Sembra incredibile, ma talvolta a Roma chi progetta non sa dove progetta
La funivia Villa Bonelli – Eur Magliana (unico possibile valico del Tevere e collegamento tra Metro B, Roma Lido e ferrovia per Fiumicino) non avrà il suo parcheggio di scambio: al suo posto era già prevista un’area di servizio, oggi in costruzione.
Infatti, come si vede bene da Google Maps e dal cartello in loco, il terreno dove era previsto il parcheggio da 210 posti a servizio del terminale di Villa Bonelli, è ora occupato dal cantiere per questa nuova opera: sono già state realizzate le fondazioni della pensilina e una struttura metallica, forse destinata a uffici e locali commerciali. Si nota anche la predisposizione per il serbatoio interrato.
Sembra insomma che l’amministrazione dovrà proprio tornare al tavolo da disegno e modificare il progetto ereditato, individuando un’altra area per il parcheggio di scambio. Sperando peraltro che quella a sud del terminale della funivia sia disponibile, altrimenti saremo di fronte all’ennesima opera zoppa, mal congegnata: la sciagura costante dei nostri trasporti locali.
Non è la prima volta infatti che succede un pasticcio del genere.
Qualcuno ricorderà la vicenda della funivia Casalotti, prevista dal PUMS e poi finanziata.
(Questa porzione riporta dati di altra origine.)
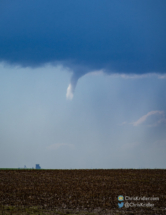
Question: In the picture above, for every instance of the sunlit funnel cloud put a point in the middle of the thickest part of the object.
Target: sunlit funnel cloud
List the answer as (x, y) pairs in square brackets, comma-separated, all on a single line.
[(70, 92), (71, 87)]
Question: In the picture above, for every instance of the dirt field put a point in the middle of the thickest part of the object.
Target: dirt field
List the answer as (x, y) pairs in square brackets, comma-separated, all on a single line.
[(81, 191)]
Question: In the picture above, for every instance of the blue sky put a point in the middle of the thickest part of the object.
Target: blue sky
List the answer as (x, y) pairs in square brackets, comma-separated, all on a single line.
[(83, 84)]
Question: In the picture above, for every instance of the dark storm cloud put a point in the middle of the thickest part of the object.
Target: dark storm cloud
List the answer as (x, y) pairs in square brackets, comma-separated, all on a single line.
[(118, 36)]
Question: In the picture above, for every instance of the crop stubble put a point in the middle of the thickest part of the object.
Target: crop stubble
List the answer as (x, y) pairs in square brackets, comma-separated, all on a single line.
[(72, 189)]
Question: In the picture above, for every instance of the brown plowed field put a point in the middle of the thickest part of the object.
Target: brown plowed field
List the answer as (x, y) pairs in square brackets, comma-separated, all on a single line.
[(81, 190)]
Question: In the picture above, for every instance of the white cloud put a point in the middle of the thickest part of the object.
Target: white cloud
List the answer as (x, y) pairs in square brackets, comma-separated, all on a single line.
[(69, 94), (161, 118), (56, 146)]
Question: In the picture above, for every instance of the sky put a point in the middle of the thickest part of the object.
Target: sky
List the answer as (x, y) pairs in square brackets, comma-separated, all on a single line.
[(83, 84)]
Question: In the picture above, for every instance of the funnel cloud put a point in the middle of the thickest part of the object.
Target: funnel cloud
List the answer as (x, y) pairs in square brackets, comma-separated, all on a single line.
[(123, 37)]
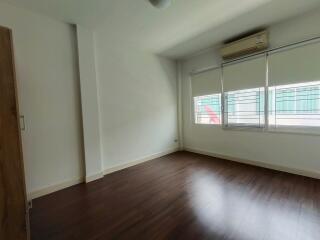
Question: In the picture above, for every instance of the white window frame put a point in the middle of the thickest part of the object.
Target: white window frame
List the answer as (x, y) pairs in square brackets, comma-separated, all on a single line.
[(304, 130)]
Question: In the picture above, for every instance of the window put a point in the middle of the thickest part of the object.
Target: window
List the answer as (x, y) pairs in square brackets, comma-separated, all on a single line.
[(244, 86), (208, 109), (295, 105), (206, 93), (245, 107), (235, 94), (294, 87)]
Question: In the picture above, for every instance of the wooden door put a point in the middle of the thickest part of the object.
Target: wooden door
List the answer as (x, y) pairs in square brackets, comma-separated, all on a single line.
[(13, 214)]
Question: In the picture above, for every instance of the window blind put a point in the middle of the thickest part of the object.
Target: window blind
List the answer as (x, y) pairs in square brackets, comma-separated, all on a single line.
[(206, 83), (206, 93), (294, 92), (244, 92)]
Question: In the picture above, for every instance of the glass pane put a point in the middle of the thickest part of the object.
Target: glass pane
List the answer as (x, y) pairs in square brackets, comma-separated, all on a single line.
[(245, 107), (208, 109), (295, 104)]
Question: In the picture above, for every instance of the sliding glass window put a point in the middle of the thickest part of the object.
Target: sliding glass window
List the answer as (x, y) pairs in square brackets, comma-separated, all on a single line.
[(244, 93), (294, 92), (206, 93)]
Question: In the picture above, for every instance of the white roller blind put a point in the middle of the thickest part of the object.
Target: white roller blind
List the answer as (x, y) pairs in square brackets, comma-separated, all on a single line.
[(245, 75), (297, 65), (206, 83)]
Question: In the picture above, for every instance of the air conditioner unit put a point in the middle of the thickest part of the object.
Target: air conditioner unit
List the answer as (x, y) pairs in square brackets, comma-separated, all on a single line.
[(248, 45)]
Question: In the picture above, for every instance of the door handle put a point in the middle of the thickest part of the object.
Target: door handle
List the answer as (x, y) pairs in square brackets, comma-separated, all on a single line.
[(22, 123)]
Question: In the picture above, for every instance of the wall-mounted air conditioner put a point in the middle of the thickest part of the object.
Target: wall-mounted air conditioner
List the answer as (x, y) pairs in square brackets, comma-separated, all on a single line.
[(248, 45)]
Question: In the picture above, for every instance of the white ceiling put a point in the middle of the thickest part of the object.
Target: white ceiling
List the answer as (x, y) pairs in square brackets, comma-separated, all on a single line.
[(185, 28)]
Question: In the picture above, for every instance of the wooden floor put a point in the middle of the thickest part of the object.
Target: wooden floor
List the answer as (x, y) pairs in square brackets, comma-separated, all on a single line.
[(183, 196)]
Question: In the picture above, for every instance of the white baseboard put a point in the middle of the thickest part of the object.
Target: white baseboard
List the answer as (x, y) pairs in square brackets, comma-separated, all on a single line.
[(94, 177), (138, 161), (66, 184), (306, 173), (53, 188)]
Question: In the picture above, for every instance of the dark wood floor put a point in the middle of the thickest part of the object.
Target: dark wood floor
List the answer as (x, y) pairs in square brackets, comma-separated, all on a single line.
[(183, 196)]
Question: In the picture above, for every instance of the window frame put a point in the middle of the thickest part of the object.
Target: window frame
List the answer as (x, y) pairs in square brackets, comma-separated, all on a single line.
[(206, 124), (266, 127)]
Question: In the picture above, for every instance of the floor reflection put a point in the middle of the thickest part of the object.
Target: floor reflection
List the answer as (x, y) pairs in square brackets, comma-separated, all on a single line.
[(243, 212)]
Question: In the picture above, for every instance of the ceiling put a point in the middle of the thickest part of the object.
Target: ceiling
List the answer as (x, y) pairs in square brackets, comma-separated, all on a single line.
[(180, 30)]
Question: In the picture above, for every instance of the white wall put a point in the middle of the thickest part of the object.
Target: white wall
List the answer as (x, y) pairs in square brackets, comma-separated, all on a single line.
[(48, 91), (290, 151), (89, 104), (138, 100)]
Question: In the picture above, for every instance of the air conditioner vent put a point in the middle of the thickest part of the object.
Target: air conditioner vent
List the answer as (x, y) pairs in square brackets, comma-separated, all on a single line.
[(248, 45)]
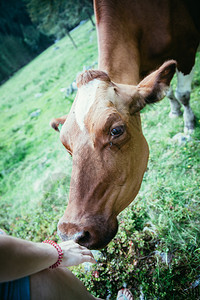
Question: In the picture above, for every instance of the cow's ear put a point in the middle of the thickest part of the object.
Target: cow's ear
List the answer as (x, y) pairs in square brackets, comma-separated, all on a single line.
[(153, 88), (57, 122)]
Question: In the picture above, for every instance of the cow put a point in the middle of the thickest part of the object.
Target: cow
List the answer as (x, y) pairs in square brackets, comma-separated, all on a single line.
[(141, 45)]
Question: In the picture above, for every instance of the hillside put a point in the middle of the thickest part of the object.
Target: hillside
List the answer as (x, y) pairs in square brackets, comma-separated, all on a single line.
[(35, 175)]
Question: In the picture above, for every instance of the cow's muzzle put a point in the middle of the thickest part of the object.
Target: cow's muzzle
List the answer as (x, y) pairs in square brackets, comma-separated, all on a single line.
[(93, 235)]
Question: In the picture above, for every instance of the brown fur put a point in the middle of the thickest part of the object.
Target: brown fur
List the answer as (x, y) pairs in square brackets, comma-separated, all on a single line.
[(89, 75)]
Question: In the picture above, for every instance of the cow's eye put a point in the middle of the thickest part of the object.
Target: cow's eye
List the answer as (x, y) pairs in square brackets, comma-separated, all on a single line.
[(117, 131)]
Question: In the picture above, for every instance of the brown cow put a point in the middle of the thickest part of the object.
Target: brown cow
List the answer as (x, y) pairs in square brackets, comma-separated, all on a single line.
[(103, 129)]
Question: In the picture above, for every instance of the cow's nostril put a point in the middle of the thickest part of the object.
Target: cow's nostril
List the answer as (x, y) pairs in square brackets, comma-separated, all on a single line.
[(83, 238)]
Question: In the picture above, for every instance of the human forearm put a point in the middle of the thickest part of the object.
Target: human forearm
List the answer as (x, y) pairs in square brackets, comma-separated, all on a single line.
[(19, 258)]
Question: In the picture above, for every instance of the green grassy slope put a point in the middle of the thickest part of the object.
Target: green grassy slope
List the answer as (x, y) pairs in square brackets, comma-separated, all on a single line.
[(31, 152), (35, 175)]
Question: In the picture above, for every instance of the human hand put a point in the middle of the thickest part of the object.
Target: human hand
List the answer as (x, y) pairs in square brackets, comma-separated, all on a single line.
[(74, 254)]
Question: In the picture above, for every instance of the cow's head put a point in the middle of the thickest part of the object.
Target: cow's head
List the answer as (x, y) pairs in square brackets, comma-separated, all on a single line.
[(103, 134)]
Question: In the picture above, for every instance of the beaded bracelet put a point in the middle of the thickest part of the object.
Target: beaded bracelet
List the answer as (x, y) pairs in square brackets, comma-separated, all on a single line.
[(60, 253)]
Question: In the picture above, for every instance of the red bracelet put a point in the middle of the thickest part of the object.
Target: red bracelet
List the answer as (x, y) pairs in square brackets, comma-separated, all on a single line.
[(60, 253)]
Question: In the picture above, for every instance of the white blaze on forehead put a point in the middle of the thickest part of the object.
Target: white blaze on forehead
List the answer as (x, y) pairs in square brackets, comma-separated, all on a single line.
[(184, 81), (85, 99)]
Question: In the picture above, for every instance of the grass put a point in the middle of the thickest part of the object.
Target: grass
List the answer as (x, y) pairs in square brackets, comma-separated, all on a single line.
[(35, 173)]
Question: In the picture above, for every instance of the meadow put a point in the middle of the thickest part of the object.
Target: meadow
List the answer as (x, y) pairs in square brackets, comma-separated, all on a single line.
[(156, 252)]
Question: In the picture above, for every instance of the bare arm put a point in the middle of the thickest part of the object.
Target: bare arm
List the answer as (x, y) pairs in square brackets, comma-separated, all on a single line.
[(19, 258)]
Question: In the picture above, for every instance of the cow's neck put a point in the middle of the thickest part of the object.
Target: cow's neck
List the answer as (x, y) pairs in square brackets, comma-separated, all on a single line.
[(117, 55)]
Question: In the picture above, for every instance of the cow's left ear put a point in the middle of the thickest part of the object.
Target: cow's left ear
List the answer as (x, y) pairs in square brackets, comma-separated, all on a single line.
[(153, 88)]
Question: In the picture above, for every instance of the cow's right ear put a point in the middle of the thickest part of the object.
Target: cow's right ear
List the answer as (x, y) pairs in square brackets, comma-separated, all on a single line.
[(56, 122)]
Il parcheggio di scambio della stazione di Collina delle Muse doveva sorgere su un terreno privato, dove è invece spuntato (anche lì) un nuovo distributore di benzina. Per fortuna quella funivia (che non ha mai davvero convinto la maggioranza dei romani), è stata “congelata” dall’attuale amministrazione e quindi in questo caso l’increscioso problema è venuto meno.
Ma emblematica fu anche la querelle sull’estensione della Metro B a Casal Monastero. Assegnato in project financing a un consorzio di imprese, il piano aveva previsto che le spese sostenute dal consorzio per la realizzazione dell’opera fossero compensate con l’assegnazione di alcuni terreni utili a conseguire operazioni immobiliari. Peccato che i terreni fossero destinati ad usi diversi e quindi al momento buono non risultarono disponibili. E a nulla valse neppure il tentativo, fallito, di approvare ex post le necessarie varianti urbanistiche. Morale, il consorzio ha chiesto la risoluzione del contratto per inadempienza, con una controversia finita in tribunale.
Quindi, lavori bloccati per anni, oltre alla spada di Damocle di una richiesta risarcitoria di 357 milioni di euro, a fronte di un valore totale delle opere di 556 milioni! Tanti soldi, certo, per uno svarione. Ma quanto costa il danno inferto ai cittadini, per il mancato prolungamento che ancora aspettiamo?
Ma c’è di più. Anche la Metro C potrebbe essere interessata da un episodio analogo. Infatti il tracciato della tratta T2, revisionato due anni fa, posiziona la stazione Clodio all’interno dell’area verde compresa tra lo stesso piazzale Clodio, via Teulada e le pendici di Monte Mario. E nei pressi è previsto anche il terminale della funivia di Monte Mario.
Ebbene, quella stessa area è assegnata ai 24.000 m2 di ampliamento della Città Giudiziaria, come da protocollo d’intesa firmato nel 2019 tra il presidente della Regione Zingaretti, la sindaca Raggi e il ministro della Giustizia Bonafede.
Aridànghete. Ma almeno qui siamo ancora in tempo per trovare una sistemazione alternativa per la nuova città giudiziaria, oppure per apportare qualche modifica in sede di progetto definitivo della linea C.
Alla luce di queste ripetute gravi cantonate, viene da chiedersi come sia possibile che gli uffici preposti alla pianificazione e progettazione delle opere di mobilità non parlino con gli uffici dell’Urbanistica (e viceversa). Ci si chiede perché non vengano esercitate le opzioni legate alla pubblica utilità dei terreni prima che ci si possa edificare, e perché vengano concesse licenze su terreni di interesse pubblico.
È evidente che c’è un cortocircuito che si trascina da anni: troppo spesso a Roma la mano destra non sa cosa fa la sinistra e viceversa.
Noi lo diciamo spesso: urbanistica e mobilità sono due facce della stessa medaglia. Sarebbe ora dunque di unificare i due assessorati in un’unica grande struttura: un solo assessore e due vice con rispettive deleghe.
Chissà che una volta tanto, da una stanza all’altra, qualcuno non butti una voce.